Tim Lieder (marlowe1) wrote,

Sean Aiken - White Guy, Lecturer, Privileged Douchebag

When I checked out One Week Job from the library, I thought it'd be a mildly entertaining reality show with pretensions to documentary realism - basically a variation on the Spurlock formula (which I still like but I can see why people don't) - and instead I got a smug white dude with dreadlocks repeating a sermon over and over again. And of course, that sermon is the variation on the "Follow your Bliss" bullshit that privileged people just LOVE and can't stop eating. Even if they are turned off by Eat, Pray, Love, they are still going to read shit like The Alchemist and The Secret.

Best let Dave Chappelle talk about The Secret -

Anyhow, Sean Aiken DOES do a project where he gets a job every week, with his parents paying for it first and then he gets sponsorship. And of course, all of those employers are agreeing to let this little shitbag work for them for a week in order to get the publicity that comes from the project. So he can then give all the wages to charity! The first problem is the fact that he NEVER TALKS ABOUT THE FUCKING JOBS! Oh sure, he says "this week I'm the safety guy at a bungee jumper company" and "I'm doing a week as a radio host and here I am on the radio being interviewed by the guy who gets stuck with me instead of his regular co-host."

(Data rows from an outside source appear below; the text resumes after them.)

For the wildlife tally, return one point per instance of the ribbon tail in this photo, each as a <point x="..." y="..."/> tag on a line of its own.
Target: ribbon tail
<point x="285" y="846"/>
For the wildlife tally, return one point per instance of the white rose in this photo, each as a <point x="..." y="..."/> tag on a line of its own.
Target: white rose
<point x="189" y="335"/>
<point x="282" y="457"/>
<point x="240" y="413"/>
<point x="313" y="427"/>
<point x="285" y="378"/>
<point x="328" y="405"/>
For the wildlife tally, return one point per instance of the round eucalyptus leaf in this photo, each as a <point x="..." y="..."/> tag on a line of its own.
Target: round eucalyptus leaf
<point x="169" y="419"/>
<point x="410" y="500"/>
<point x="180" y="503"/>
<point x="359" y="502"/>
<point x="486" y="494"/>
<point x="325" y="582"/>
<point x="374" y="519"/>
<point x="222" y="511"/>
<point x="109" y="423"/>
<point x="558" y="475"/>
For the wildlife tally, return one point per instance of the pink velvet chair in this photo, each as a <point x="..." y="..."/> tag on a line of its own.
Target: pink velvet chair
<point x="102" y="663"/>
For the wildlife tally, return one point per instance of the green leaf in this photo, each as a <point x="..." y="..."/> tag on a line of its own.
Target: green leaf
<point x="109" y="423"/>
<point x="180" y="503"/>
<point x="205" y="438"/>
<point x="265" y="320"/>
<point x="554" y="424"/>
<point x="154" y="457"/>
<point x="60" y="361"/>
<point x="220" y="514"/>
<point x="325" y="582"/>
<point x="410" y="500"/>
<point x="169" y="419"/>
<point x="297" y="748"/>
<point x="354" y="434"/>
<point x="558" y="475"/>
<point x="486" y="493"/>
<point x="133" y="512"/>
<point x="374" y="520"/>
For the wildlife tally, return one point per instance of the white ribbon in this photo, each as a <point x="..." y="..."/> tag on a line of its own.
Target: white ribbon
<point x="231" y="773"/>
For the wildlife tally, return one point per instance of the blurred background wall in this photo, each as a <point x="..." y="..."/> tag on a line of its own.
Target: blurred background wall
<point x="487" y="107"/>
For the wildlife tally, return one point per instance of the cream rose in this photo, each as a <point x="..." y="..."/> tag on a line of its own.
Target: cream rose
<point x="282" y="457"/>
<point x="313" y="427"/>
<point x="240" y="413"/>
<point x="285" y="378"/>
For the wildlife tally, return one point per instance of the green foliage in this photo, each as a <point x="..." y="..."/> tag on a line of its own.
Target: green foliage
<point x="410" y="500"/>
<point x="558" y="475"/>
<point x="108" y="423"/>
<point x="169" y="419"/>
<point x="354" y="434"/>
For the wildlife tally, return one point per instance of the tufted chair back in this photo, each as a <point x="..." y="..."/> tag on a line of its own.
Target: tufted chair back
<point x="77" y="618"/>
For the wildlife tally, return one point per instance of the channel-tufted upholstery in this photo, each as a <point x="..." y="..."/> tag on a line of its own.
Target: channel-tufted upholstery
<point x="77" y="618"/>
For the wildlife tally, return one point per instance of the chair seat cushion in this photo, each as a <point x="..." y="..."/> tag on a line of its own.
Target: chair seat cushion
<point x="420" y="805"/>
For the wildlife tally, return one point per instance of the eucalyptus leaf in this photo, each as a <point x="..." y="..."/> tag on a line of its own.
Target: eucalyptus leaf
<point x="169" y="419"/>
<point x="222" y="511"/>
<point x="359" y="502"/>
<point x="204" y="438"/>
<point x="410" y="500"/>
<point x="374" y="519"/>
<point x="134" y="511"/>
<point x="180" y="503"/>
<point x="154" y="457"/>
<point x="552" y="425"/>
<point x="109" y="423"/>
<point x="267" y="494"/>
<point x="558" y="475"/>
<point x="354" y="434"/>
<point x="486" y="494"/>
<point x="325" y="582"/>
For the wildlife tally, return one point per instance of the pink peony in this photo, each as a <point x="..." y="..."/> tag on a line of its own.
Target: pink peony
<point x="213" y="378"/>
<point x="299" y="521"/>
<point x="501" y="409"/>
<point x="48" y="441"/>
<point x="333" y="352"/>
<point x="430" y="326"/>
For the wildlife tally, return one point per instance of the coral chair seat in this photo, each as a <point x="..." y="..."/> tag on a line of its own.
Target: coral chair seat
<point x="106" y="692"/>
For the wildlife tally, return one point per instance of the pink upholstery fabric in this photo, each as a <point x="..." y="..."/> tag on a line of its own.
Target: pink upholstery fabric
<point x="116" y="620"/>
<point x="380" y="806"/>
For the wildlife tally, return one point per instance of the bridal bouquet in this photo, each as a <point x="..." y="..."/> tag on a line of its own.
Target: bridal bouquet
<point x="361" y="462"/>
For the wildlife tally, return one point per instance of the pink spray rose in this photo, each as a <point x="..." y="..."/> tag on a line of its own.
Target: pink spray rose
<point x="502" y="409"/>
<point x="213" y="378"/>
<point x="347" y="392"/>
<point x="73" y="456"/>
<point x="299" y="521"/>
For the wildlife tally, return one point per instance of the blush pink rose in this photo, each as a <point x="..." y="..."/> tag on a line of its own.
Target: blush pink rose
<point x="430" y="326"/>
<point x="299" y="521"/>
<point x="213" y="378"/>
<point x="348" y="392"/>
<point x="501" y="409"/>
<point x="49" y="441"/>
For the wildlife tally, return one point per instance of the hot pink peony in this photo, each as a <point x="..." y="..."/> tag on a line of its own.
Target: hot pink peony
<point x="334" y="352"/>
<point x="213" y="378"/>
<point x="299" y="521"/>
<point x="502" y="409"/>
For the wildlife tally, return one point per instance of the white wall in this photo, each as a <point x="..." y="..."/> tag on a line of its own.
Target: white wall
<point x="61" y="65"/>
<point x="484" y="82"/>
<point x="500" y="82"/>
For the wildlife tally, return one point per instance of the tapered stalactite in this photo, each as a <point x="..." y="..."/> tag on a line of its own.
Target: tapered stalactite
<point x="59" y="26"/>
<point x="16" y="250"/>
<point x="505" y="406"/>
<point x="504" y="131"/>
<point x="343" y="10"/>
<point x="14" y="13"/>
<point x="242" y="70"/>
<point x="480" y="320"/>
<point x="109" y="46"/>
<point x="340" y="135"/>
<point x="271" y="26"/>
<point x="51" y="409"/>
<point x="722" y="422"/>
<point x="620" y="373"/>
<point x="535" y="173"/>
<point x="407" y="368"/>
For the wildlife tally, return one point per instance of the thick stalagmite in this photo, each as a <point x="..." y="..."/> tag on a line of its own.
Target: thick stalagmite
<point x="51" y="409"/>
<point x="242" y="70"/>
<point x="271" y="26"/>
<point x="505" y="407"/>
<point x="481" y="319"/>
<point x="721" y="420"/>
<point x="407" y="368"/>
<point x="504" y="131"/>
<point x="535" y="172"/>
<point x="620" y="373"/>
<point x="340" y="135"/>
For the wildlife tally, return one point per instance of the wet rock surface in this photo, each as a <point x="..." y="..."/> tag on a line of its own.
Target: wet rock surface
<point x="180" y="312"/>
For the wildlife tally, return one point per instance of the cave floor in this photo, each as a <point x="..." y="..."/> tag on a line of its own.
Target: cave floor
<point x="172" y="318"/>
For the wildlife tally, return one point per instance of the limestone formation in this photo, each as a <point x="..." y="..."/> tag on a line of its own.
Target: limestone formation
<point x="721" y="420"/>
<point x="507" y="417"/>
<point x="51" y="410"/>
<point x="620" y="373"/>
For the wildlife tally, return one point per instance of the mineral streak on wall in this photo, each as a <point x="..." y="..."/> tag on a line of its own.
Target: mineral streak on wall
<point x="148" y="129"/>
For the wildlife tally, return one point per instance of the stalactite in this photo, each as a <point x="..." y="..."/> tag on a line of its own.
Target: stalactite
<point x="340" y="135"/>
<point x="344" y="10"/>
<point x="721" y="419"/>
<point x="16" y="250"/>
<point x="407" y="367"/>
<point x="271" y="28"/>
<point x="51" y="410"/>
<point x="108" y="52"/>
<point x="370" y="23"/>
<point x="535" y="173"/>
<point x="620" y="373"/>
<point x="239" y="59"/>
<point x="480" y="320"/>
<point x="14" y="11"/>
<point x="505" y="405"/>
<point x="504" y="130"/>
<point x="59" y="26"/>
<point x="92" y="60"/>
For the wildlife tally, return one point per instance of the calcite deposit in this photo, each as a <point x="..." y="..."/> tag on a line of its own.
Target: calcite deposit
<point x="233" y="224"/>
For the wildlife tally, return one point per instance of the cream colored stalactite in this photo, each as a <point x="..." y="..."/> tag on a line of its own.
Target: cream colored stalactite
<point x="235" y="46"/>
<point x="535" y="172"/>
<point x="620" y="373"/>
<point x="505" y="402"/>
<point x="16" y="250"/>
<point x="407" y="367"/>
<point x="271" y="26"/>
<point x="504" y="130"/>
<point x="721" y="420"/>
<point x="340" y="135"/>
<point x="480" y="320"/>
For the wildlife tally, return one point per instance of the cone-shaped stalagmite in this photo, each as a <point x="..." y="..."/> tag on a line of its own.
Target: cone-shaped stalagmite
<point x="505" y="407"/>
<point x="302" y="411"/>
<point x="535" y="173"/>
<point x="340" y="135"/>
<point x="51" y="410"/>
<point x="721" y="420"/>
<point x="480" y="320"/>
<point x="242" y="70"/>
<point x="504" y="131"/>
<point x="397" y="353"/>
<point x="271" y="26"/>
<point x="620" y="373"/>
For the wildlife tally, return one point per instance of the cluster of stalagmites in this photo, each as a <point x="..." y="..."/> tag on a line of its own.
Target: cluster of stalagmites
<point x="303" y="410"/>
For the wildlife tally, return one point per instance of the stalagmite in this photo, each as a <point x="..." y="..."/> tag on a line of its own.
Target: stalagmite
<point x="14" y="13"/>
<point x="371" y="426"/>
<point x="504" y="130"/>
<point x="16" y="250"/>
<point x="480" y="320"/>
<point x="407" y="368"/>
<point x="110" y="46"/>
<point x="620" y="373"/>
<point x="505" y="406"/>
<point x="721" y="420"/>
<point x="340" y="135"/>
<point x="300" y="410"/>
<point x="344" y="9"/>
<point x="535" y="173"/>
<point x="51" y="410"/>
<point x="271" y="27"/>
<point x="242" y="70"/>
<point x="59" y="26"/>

But nowhere in the Informercial (I am not even going to call it a documentary in sarcastic quotes) does this asshole acknowledge that some people work because they have to work. His dad feels regret from working in an office all of his life, but his dad would feel even more regret if he wasn't working in that office and the whole clan lost the house and Sean Aiken didn't get to go on his great adventure. Instead, Sean looks upon every job as a new opportunity to find his personal bliss and his audience of upper class shitheads can live vicariously through him and his ME ME ME lifestyle.

In the place of actually talking about the work (where he is displacing temp workers and other people who are taking the week off or whatever) he talks about HIS personal journey. He met a girl in one town and she had the same talent for making superficial self-obsession sound deep so he fell in LOVE. He asked his friend to come along and go all over with him. His friend said that he didn't know if he should because he had just gotten married. The scene moves to his wife saying something about not liking it, but then going on about how this dude and Sean played PING PONG together. So yeah, go ahead, leave your new bride to go off with your douchebag friend with dreadlocks. You played PING PONG together. That's totally better than building a life and getting laid.

Of course, the rest of the movie is just Sean Aiken repeating the same shit over and over again about how you must follow your dreams. This is totally awesome as long as you have very indulgent parents and your own private bank account. Hell, Sean Aiken is even giving TED Talks about it. So at least he knows his audience.